The NIHSS is used for evaluation of initial impairment and follow-up of the neurologic status in stroke patients [
11,
12]. NIHSS is useful in the assessment of overall neurologic status of stroke patients, but has just 1 item to assess limb ataxia. The finger-nose-finger test and heel to shin test use the following scale: 0, no ataxia symptoms; 1, ataxia present in the upper limb or lower limb; and 2, ataxia present in the upper limb and lower limb. However, these 2 tests only assess the presence of limb ataxia, which are insufficient for the assessment of the overall ataxia symptoms, including truncal ataxia. There are 1 item to evaluate dysarthria (dysarthria score of K-SARA=6) and 3 items to evaluate truncal ataxia such as sitting and standing balance and gait status (total truncal ataxia score of K-SARA=18), other than items that evaluate limb ataxia (total limb score of K-SARA=16) in K-SARA. Additionally, more detailed evaluation for limb ataxia is possible because there are 2 more items for evaluation of limb ataxia (finger chase test, fast alternative hand movements test), besides items of NIHSS (nose-finger test, heel-shin test). We found no difference in K-SARA score between 0, 1, and 2 points. As mentioned above, the main reason for this may lie in the limitation of NIHSS to assessment for truncal ataxia or severity of limb ataxia. Thus, if ataxia symptoms are present, the K-SARA should be evaluated for more appropriate treatment planning.

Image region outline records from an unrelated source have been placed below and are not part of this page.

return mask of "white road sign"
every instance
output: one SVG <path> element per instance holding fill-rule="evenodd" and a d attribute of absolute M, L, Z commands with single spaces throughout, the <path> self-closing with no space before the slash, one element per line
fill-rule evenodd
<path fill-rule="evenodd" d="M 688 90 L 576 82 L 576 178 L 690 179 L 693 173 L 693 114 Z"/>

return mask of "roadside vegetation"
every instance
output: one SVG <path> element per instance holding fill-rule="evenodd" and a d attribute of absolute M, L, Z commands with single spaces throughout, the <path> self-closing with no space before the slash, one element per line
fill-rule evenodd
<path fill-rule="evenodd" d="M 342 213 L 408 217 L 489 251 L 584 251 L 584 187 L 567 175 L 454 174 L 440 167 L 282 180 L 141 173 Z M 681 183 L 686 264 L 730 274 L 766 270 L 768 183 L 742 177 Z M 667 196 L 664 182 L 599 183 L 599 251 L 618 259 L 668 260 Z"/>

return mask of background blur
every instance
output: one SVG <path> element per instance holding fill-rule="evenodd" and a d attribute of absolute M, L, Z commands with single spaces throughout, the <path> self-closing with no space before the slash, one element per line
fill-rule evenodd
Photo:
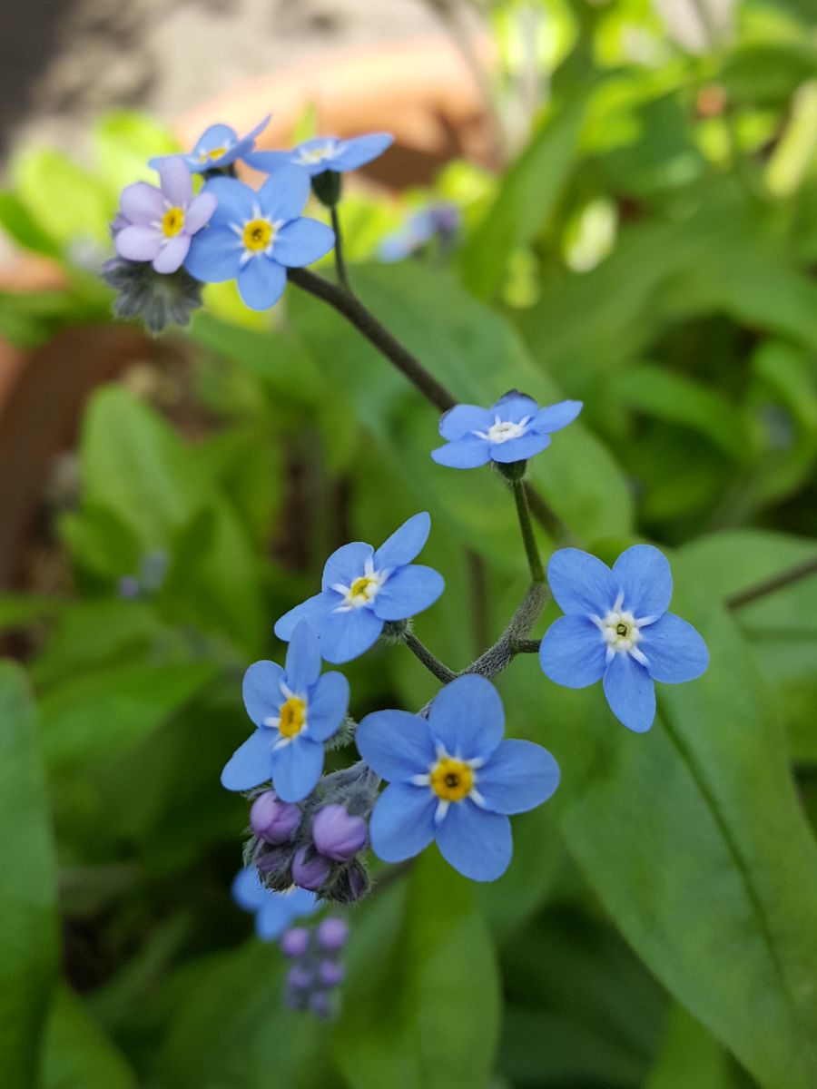
<path fill-rule="evenodd" d="M 817 555 L 815 14 L 5 5 L 4 1089 L 817 1085 L 817 578 L 742 597 Z M 355 908 L 328 1025 L 283 1008 L 229 895 L 243 670 L 333 548 L 417 510 L 447 580 L 417 632 L 452 668 L 526 572 L 499 481 L 436 466 L 434 409 L 294 286 L 266 315 L 209 286 L 159 339 L 111 321 L 122 186 L 270 110 L 267 147 L 395 134 L 346 180 L 356 290 L 463 401 L 584 401 L 537 487 L 608 562 L 659 543 L 711 650 L 644 736 L 513 663 L 508 729 L 553 751 L 557 796 L 496 885 L 431 848 Z M 346 673 L 358 719 L 435 690 L 402 648 Z"/>

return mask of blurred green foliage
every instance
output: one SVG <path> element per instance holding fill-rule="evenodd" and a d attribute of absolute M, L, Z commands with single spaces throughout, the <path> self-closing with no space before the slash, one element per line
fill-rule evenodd
<path fill-rule="evenodd" d="M 0 670 L 3 1087 L 817 1085 L 817 579 L 727 607 L 817 554 L 815 12 L 489 7 L 508 169 L 453 163 L 401 207 L 353 194 L 355 286 L 461 400 L 584 401 L 537 488 L 605 560 L 670 551 L 711 666 L 635 736 L 517 660 L 509 731 L 562 783 L 515 819 L 508 874 L 474 888 L 431 849 L 354 910 L 340 1018 L 285 1011 L 281 957 L 228 892 L 243 669 L 280 652 L 272 622 L 332 548 L 417 510 L 447 579 L 417 631 L 453 668 L 525 564 L 498 480 L 431 462 L 434 411 L 354 329 L 293 287 L 260 318 L 208 290 L 179 344 L 193 429 L 127 383 L 95 393 L 53 518 L 72 592 L 0 599 L 28 674 Z M 120 113 L 95 172 L 21 152 L 0 225 L 66 280 L 0 294 L 0 335 L 108 320 L 117 194 L 172 147 Z M 453 257 L 373 260 L 430 197 L 463 206 Z M 118 596 L 157 554 L 160 585 Z M 347 672 L 357 715 L 435 690 L 400 648 Z"/>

K-SARA also showed significant differences in scores depending on the gait status assessed by FAC. The lower FAC showed higher K-SARA score. The results presented here closely resembled those previous reported in ataxia stroke patients [
10], where patients with more severe ataxia showed poor gait status. Proper management planning can be accomplished by predicting the patient's balance and gait status by K-SARA.
In conclusion, the SARA was translated and validated into Korean language with good reliability and validity. The Korean SARA can be clinically useful for disorder assessment and rehabilitation planning.